The Girl with all the Gifts by M.R. Carey
Published by Orbit on June 10, 2014
There's been a worldwide infection. You're thinking zombie, right? Got it in one. The Girl with All the Gifts gives more attention than most zombie novels to the nature of the infection that creates a zombie plague, although why zombie infections always produce shambling has yet to be convincingly explained. Still.
A young girl named Melanie lives in a cell in a locked facility. She only leaves it after her jailers have strapped her to a wheelchair. They take her to a classroom with she and others like her learn random facts that are no longer relevant. All she knows of the real world is that a devastated place called London is not far away and a place called Beacon, on the sea and surrounded by moats and minefields, is safe from hungries. Other cities are as empty as London. Burn patrols do their best to keep her region free from hungries. Hungries shamble and eat people ... a zombie by any other name ....
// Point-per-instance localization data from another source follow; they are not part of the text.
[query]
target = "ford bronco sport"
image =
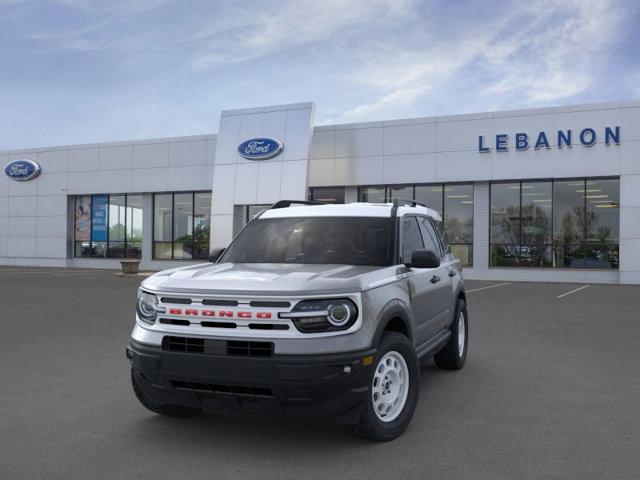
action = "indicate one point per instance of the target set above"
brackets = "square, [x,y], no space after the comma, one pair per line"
[323,310]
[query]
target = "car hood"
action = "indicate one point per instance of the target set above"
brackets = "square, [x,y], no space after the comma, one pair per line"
[269,278]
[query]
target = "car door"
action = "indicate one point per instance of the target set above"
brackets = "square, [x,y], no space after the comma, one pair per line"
[443,303]
[423,287]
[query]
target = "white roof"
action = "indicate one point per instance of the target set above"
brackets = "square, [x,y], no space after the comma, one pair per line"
[357,209]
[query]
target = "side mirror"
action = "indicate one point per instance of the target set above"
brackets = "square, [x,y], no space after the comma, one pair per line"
[424,259]
[215,254]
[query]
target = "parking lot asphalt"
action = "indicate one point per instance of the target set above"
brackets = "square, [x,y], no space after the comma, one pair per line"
[551,390]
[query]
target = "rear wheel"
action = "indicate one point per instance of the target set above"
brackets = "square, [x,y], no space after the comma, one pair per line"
[454,354]
[393,391]
[166,410]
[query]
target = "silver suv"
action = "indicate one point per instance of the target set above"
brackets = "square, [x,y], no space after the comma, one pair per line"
[323,310]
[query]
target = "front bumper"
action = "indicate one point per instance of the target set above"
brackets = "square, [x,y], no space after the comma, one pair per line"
[334,385]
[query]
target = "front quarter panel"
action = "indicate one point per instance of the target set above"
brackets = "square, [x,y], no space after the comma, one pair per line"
[387,302]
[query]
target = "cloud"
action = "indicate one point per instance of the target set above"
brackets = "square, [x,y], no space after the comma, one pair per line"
[256,32]
[540,53]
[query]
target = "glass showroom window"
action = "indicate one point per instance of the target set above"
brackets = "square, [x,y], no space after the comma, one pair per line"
[108,226]
[586,222]
[521,224]
[454,202]
[181,225]
[565,224]
[327,194]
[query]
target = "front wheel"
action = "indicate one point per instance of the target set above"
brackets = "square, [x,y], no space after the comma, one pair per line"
[454,353]
[393,391]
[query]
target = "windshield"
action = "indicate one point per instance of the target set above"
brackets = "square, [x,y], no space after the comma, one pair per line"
[317,240]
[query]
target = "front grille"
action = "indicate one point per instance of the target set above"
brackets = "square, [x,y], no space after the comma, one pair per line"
[183,344]
[175,321]
[249,349]
[269,304]
[175,300]
[218,388]
[268,326]
[220,303]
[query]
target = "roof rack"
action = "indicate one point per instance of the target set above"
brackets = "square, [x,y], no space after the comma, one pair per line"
[401,202]
[288,203]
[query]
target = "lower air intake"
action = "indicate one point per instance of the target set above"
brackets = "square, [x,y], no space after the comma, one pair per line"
[218,388]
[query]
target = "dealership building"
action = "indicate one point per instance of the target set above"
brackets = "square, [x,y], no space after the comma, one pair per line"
[548,194]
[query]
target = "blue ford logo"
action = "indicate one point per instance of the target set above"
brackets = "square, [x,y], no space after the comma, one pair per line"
[22,170]
[260,148]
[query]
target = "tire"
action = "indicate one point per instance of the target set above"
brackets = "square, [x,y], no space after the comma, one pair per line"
[450,357]
[166,410]
[395,354]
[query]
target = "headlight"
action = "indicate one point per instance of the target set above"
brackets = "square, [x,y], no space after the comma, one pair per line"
[147,306]
[313,316]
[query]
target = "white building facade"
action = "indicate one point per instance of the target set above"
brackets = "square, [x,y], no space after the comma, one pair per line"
[549,194]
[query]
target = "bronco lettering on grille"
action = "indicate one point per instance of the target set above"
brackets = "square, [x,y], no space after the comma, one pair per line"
[219,313]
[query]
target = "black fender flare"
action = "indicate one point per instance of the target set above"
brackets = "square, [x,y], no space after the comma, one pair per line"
[393,309]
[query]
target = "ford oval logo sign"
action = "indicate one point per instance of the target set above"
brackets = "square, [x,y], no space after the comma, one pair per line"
[260,148]
[22,170]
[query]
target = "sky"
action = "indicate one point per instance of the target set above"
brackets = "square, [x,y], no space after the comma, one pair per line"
[79,71]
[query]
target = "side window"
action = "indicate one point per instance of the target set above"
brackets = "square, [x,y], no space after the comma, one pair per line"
[442,235]
[411,238]
[430,238]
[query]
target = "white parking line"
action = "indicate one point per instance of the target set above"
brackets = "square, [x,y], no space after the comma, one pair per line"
[573,291]
[489,286]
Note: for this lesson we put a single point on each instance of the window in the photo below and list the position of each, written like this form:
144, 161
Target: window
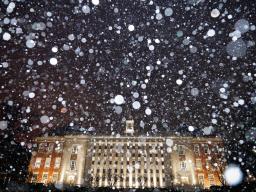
50, 147
198, 163
183, 165
196, 148
45, 177
72, 165
206, 149
38, 162
200, 179
42, 146
59, 148
34, 177
74, 149
211, 179
55, 177
57, 162
47, 162
180, 150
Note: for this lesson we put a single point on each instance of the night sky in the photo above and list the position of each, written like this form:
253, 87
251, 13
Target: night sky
175, 63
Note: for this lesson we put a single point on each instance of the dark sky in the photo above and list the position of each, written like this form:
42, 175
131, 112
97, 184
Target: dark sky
187, 62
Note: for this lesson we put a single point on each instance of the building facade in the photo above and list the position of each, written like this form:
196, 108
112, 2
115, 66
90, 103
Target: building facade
127, 161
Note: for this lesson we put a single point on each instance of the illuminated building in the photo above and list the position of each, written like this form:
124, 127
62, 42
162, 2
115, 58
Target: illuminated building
127, 161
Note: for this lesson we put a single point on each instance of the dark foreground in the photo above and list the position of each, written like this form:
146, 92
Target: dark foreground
245, 187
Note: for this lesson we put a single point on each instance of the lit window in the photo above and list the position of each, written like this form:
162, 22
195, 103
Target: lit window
59, 148
198, 163
42, 146
38, 162
197, 149
201, 179
72, 165
180, 150
183, 165
211, 179
45, 177
55, 177
206, 149
47, 162
74, 149
34, 177
57, 163
50, 147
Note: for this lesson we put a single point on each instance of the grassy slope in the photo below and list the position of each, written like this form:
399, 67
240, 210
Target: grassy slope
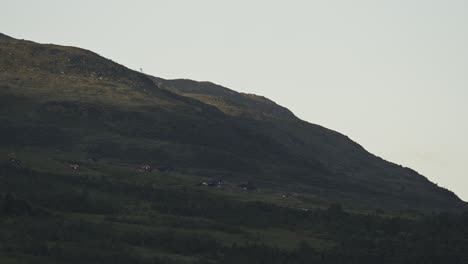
69, 100
107, 212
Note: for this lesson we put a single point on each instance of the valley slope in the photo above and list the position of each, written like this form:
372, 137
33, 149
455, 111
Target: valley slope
66, 104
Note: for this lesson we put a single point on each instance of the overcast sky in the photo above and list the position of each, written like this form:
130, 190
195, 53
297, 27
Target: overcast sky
392, 75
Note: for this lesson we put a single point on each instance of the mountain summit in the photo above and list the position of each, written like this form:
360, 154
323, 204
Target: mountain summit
61, 104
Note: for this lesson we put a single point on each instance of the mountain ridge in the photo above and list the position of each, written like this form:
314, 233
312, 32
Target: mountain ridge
198, 127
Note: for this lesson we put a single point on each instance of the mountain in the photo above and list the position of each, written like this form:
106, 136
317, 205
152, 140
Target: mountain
68, 102
103, 164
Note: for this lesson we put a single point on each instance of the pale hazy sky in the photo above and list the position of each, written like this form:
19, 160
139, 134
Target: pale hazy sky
392, 75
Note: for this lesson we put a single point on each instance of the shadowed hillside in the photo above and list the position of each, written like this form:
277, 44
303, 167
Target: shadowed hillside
101, 164
59, 99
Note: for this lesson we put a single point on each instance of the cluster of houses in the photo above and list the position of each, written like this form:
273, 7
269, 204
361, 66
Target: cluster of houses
15, 162
211, 183
148, 168
249, 186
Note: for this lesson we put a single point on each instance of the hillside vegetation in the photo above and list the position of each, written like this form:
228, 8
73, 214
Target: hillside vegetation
102, 164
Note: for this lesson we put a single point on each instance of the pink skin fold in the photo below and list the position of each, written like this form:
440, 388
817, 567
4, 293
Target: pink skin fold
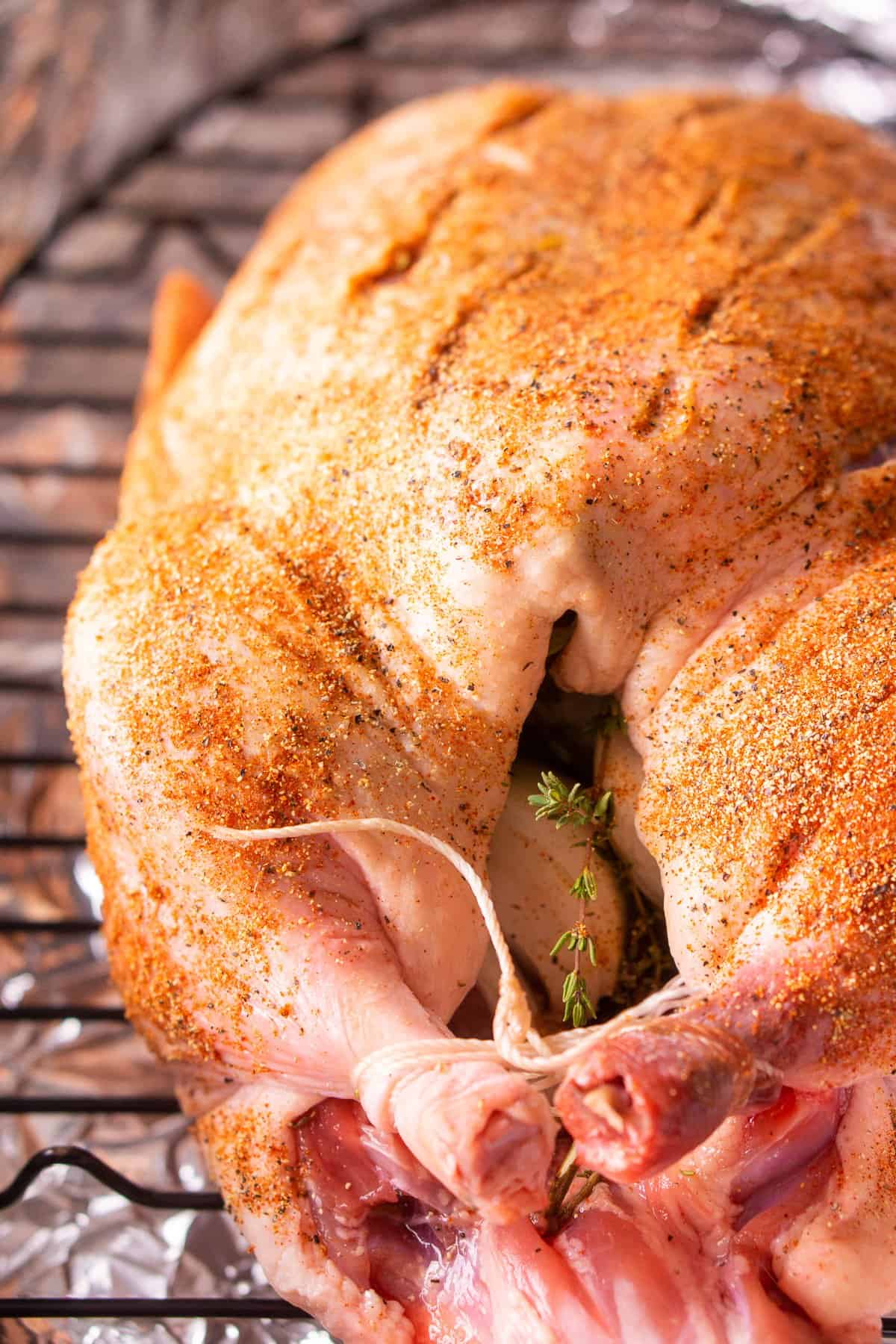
641, 1101
695, 1256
Some of the hungries, particularly Melanie and her friends, are "high functioning." Meaning they are really really really smart zombies. They seem like normal kids until they start salivating at the scent of human flesh, but it that any reason to dissect them? Opinions differ.
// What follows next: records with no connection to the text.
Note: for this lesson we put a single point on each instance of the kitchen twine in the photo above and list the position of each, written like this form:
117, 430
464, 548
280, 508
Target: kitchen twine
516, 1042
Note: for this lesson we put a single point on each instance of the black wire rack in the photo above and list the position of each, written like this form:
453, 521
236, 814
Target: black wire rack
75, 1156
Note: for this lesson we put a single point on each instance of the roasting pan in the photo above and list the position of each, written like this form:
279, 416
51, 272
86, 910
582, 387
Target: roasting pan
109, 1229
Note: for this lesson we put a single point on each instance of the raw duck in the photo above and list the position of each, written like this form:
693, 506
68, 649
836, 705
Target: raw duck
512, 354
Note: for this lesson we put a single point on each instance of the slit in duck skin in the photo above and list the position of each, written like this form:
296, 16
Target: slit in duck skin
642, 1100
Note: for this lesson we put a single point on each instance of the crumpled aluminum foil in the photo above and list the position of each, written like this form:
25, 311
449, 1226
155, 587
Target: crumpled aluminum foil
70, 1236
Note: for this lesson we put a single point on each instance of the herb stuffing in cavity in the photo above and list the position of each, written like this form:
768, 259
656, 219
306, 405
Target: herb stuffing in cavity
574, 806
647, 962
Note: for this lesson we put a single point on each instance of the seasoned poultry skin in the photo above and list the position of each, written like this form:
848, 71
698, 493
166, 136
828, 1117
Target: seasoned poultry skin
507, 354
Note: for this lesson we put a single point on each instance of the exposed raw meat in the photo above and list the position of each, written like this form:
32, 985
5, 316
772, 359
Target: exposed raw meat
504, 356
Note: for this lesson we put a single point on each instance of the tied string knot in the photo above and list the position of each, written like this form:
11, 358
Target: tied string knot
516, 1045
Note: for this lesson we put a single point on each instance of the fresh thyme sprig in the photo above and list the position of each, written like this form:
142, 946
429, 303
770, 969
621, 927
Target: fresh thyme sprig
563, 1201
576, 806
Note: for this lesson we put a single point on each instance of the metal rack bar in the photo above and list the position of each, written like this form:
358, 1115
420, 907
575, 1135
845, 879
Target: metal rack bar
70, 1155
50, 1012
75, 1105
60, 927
Dr. Caroline Caldwell thinks of Melanie as a test subject. Sergeant Parks thinks of Melanie as a dangerous monster. Melanie's teacher, Helen Justineau thinks of her as a sweet little girl. Melanie isn't quite sure what to think of herself but she loves Miss Justineau.
Although The Girl with all the Gifts follows the standard run-and-fight-and-try-not-to-be-eaten plot of zombie fiction, it is a more interesting story than most. M.R. Carey creates clever images and scenarios that are a step above typical zombie fiction. The writing is surprisingly strong. In constructing a science-based zombie novel that has some literary value, The Girl with all the Gifts is like Parasite, although The Girl is a better book.
The hook that truly differentiates The Girl With All the Gifts from other zombie fiction is that Melanie is a likable, sympathetic zombie. Yes, she enjoys an occasional munch on human flesh, but only if the humans are bad, not like Helen Justineau, whom she really really does not want to eat even though she might be tasty. The reader is meant to cheer for Melanie and Justineau and even for a couple of soldiers, although not so much for Dr. Caldwell, who likes to dissect zombie children, especially if they are whizzes at math.
Carey walked a delicate line between writing a "feel good" story and a scary one. Melanie and Justineau couldn't be nicer, which means they aren't particularly realistic (not that a zombie novel is all that realistic). The darker characters at least benefit from greater complexity. In any event, the novel races to an ending that, if not surprising given its inevitably, is more satisfying than the climax of a typical zombie novel.